Cancer chemotherapy or bone marrow transplantation disrupts the immune system, exposing patients to severe infection. The major sign of infection is fever, and the hallmark of damaged immune defences is a decreased white blood cell count. Patients have usually been treated with a combination of two different classes of antibiotics. Evidence shows that treatment with a new single drug (monotherapy), belonging to the beta‐lactam class of antibiotics, is associated with better outcomes. Survival is improved when single‐drug therapy is used, and side effects, mainly damage to the kidneys, are more frequent with combination therapy.

Author(s)

Mical Paul, Yaakov Dickstein, Agata Schlesinger, Simona Grozinsky‐Glasberg, Karla Soares‐Weiser, Leonard Leibovici

Reviewer's Conclusions

Authors' conclusions 

Implications for practice 

Monotherapy can be regarded as the standard of care for the empirical treatment of febrile neutropenic patients. The addition of an aminoglycoside does not improve survival. On the contrary, it is associated with significant morbidity incurred mainly through aminoglycoside‐associated nephrotoxicity.

The monotherapies assessed in recent years have included imipenem, meropenem, ceftazidime, piperacillin‐tazobactam and cefepime. These beta‐lactams have also been assessed in head‐to‐head trials comparing different monotherapies and have shown similar efficacies, but for cefepime this was associated with increased all cause mortality (Paul 2006). Thus, individual centres should select the best matching monotherapy according to local epidemiology and susceptibility patterns.
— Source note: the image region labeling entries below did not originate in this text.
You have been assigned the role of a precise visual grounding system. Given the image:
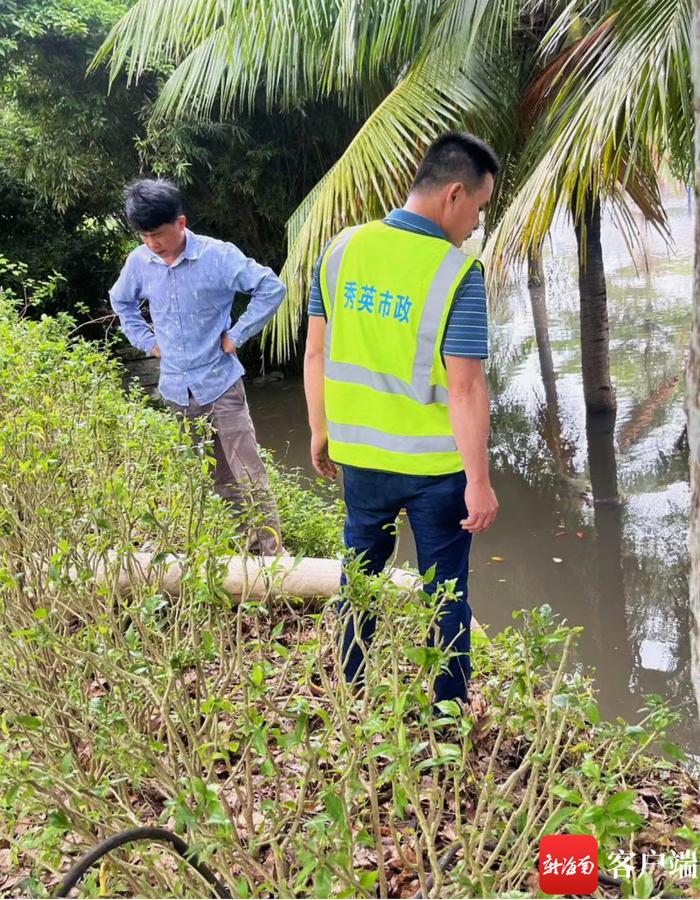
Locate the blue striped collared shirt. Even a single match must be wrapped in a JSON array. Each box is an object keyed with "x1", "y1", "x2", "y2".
[
  {"x1": 309, "y1": 209, "x2": 489, "y2": 359},
  {"x1": 109, "y1": 229, "x2": 285, "y2": 406}
]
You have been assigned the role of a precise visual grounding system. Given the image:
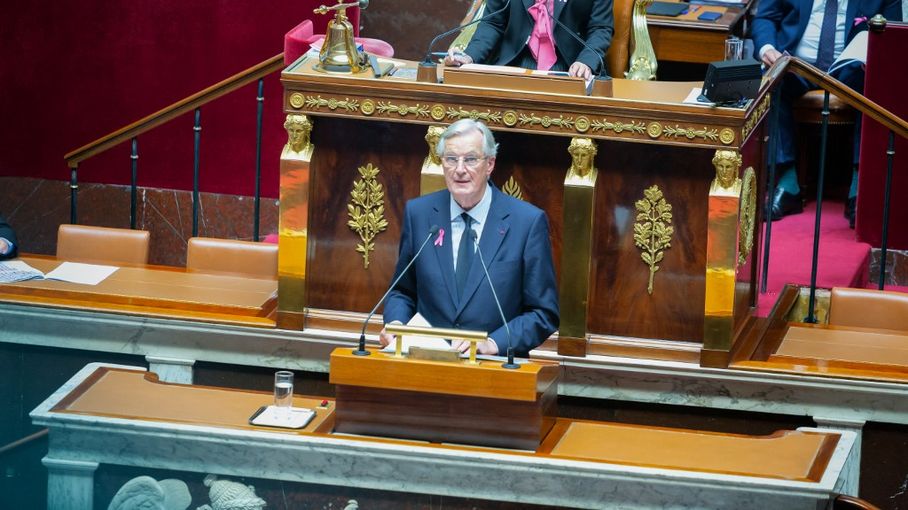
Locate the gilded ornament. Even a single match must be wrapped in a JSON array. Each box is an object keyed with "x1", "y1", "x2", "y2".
[
  {"x1": 501, "y1": 175, "x2": 523, "y2": 200},
  {"x1": 646, "y1": 122, "x2": 662, "y2": 138},
  {"x1": 429, "y1": 104, "x2": 445, "y2": 120},
  {"x1": 290, "y1": 92, "x2": 306, "y2": 108},
  {"x1": 305, "y1": 96, "x2": 359, "y2": 112},
  {"x1": 719, "y1": 128, "x2": 735, "y2": 145},
  {"x1": 347, "y1": 163, "x2": 388, "y2": 269},
  {"x1": 738, "y1": 166, "x2": 757, "y2": 266},
  {"x1": 590, "y1": 119, "x2": 646, "y2": 134},
  {"x1": 359, "y1": 99, "x2": 375, "y2": 115},
  {"x1": 447, "y1": 108, "x2": 501, "y2": 124},
  {"x1": 634, "y1": 185, "x2": 675, "y2": 294}
]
RCTs do not support an advantage of combination therapy for Pseudomonas aeruginosa infection and other more severely ill patient subgroups. However the paucity of data precludes firm conclusions regarding these patient subgroups.

Implications for research 

Assessment of new beta‐lactams for febrile neutropenia should not be performed by comparison with a narrower‐spectrum beta‐lactam combined with an aminoglycoside. The results of these trials are uniformly unfavourable for patients. Assessment of new beta‐lactam monotherapies should be performed by comparison with established monotherapies for febrile neutropenia. This design can and does show the advantages and disadvantages of specific beta‐lactams (Paul 2006).
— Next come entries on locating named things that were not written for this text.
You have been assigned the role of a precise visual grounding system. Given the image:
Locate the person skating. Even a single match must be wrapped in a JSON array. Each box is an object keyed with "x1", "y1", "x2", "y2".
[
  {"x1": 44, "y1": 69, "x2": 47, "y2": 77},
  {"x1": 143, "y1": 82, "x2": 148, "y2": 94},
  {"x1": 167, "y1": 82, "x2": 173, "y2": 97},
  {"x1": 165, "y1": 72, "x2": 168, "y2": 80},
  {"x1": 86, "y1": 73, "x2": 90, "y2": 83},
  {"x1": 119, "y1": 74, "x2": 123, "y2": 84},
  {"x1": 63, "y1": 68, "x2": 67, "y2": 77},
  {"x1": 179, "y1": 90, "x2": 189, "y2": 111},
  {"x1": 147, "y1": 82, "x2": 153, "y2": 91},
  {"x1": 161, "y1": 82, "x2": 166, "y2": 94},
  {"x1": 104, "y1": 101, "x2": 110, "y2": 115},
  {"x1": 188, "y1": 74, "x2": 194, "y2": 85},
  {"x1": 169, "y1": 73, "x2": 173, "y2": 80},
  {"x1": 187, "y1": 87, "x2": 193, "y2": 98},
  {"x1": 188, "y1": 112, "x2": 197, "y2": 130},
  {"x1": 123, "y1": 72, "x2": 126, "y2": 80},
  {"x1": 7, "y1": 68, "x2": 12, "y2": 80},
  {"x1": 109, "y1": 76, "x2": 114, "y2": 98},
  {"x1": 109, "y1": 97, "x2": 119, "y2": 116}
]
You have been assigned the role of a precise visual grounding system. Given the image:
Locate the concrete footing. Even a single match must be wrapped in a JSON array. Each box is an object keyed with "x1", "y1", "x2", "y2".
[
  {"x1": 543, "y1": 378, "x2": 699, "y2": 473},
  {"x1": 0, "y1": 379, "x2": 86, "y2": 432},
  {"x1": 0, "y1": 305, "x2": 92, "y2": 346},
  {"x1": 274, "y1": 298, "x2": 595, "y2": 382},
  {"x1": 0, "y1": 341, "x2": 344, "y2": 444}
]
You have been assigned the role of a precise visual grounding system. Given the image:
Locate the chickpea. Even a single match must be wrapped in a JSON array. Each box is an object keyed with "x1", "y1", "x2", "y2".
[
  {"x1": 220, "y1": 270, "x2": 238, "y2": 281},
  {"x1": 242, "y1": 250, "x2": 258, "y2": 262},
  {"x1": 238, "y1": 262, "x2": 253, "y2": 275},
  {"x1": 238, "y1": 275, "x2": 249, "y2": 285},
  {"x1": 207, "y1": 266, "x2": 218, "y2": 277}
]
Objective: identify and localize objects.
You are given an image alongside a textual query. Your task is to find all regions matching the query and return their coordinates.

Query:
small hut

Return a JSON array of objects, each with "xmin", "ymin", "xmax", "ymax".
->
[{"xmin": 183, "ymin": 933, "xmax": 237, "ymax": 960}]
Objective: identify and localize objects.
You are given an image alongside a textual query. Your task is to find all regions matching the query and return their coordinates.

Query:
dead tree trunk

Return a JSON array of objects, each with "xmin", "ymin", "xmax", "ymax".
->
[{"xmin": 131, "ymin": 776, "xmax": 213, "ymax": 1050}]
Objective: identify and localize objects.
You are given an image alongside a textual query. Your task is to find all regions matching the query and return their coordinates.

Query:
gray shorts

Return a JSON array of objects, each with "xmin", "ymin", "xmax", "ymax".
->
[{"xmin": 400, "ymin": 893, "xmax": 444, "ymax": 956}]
The need for further trials assessing the addition of an aminoglycoside to the same beta‐lactam is doubtful given the results of our review, spanning more than two decades of clinical trials in febrile neutropenia and without a change in RRs throughout the years. We can foresee such a need if a reduction in aminoglycoside‐related adverse effects is expected, or if new data will point toward drug combinations with a marked synergistic effect-much greater than that observed in current studies. Trials targeting specific patient subgroups, such as those with severe sepsis and septic shock, documented Pseudomonas aeruginosa infection, etc. are warranted.

Future trials should report all cause mortality. The primary outcome used in these studies should be re‐defined because with current definitions, no correlation can be noted between failure and the ultimate outcome: survival. This outcome should be defined in a consensus statement and applied universally to permit comparisons and compilation of different studies. The unit of randomisation should be the patient-not the episode. If recurrent episodes are allowed, results for the first randomisation of each patient should be reported separately, or the analysis should be adjusted to the clustering effect of patient episodes. Length of follow‐up should be uniform and should be determined before the study is begun.